How to end Wilful Murder

The end to Wilful Murder is underway and aiming to be finished by the end of 2025. The first 70,000 words of Wilful Murder is set at River Don  and surrounds where as the last 50,000 is set at Penguin Creek and nearby locations.  Will Ann find another husband? This is the burning question to be answered and also when does this book end? My first readers are very keen to find out what happens next and while I know what could happen, I am not sure what should happen.

I pitched Wilful Murder to the ASA pitch workshop in July 24. I didn’t get any takers and realised that my first readers were right – I needed more to finish the book. The manuscript was the length of a finished novel, but it was not complete. There wasn’t enough pay off – my main character Ann does not get enough of a happy ending. So I’m drafting the remaining scenes and adding in events from her later life to give a better sense of her character arc. She will demonstrate how far she has come from her origins and her family.
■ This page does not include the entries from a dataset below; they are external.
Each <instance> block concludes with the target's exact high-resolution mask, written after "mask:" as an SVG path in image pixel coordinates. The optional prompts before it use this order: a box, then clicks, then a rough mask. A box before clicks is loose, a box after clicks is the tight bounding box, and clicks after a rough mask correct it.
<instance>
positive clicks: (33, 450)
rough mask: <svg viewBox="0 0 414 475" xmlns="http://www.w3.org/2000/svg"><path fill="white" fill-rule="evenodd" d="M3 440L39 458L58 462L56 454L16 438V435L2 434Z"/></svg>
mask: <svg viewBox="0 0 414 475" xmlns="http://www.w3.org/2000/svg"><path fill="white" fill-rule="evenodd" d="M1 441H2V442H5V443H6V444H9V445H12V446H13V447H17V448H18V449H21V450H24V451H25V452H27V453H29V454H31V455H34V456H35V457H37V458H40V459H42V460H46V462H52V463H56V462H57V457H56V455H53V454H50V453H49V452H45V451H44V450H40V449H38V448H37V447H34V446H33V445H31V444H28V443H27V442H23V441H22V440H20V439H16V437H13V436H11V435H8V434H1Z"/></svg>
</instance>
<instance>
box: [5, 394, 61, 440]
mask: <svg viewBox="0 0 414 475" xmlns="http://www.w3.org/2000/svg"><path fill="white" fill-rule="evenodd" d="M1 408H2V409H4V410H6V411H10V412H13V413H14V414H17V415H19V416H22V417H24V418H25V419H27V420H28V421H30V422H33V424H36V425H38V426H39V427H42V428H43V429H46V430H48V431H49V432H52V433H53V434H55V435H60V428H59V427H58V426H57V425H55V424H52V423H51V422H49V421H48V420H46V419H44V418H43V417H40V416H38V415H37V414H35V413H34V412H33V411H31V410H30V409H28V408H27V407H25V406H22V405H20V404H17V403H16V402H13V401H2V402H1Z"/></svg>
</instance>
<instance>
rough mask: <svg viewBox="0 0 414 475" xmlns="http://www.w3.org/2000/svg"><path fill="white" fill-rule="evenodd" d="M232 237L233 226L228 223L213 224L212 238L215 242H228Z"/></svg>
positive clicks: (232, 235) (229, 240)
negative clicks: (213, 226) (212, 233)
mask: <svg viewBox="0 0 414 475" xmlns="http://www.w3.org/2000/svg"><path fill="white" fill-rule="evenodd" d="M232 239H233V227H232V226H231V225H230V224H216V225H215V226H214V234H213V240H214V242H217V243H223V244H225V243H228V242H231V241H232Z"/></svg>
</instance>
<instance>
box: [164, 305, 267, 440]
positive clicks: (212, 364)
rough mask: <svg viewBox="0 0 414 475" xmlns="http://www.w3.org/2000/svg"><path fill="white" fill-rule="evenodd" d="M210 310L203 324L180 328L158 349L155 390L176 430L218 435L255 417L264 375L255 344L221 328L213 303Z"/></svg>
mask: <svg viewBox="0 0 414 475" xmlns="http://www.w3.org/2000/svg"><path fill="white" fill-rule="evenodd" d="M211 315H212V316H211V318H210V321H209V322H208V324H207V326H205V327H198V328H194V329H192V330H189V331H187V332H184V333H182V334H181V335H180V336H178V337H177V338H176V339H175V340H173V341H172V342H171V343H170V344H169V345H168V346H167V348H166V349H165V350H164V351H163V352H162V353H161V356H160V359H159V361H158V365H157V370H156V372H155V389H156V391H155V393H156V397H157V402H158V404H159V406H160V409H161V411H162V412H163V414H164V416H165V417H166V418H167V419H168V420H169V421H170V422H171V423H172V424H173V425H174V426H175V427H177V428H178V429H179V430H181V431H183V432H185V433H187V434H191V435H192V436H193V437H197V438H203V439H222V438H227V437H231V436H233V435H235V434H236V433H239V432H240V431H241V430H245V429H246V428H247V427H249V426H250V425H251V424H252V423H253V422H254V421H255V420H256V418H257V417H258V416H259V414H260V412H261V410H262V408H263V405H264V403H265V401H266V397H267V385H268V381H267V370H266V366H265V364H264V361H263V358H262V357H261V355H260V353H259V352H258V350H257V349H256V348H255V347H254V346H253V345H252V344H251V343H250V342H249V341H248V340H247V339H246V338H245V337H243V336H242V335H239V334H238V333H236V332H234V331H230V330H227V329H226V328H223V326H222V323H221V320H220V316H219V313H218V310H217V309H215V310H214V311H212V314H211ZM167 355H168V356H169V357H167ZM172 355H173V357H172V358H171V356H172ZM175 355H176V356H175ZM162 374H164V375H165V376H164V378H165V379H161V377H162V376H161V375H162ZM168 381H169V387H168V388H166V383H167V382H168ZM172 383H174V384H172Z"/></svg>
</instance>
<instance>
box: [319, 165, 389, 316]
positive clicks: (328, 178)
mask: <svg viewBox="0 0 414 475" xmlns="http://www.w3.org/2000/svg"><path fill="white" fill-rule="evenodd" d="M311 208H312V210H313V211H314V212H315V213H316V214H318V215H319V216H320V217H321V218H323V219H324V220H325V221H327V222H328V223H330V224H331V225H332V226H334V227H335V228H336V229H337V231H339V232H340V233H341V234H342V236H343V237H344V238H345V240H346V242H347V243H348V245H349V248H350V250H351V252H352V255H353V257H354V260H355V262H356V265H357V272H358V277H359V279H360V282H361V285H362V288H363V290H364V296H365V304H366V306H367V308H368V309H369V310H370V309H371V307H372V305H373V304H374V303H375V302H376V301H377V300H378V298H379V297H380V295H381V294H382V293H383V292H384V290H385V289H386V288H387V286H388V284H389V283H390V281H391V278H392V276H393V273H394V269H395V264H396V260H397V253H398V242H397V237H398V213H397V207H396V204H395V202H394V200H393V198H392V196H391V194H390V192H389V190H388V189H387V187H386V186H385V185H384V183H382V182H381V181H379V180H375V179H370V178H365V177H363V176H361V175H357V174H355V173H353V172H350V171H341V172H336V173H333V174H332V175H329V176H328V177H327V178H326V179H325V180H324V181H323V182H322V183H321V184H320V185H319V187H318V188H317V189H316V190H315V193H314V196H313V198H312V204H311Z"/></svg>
As this is an historical fiction based on a true story of a person who lived, I know exactly when she dies. Do I keep writing until then? Will that be a sad ending? Do I try to end on a positive note with a sense of achievement instead. There are a couple of interesting events in the two years up to her death that are good plot points and demonstrate some of the relationships with her family and how well she has grown. I’d like to include them but I might have to bring them forward in time or move her death out in time.

A workshop I attended by the Historical Novel Association in 2023, explained that the end of the book is when the character does or doesn’t get what they want. Trouble is I have to decide what it is she wants 🙂

One thing I don’t want to do is end the book when she gets married. It seems so corny to end the book at that point but it seems a high point of her life to get the guy. This isn’t a romance that I’m writing and I want Ann to be a success in her own right not just an appendage to a successful man.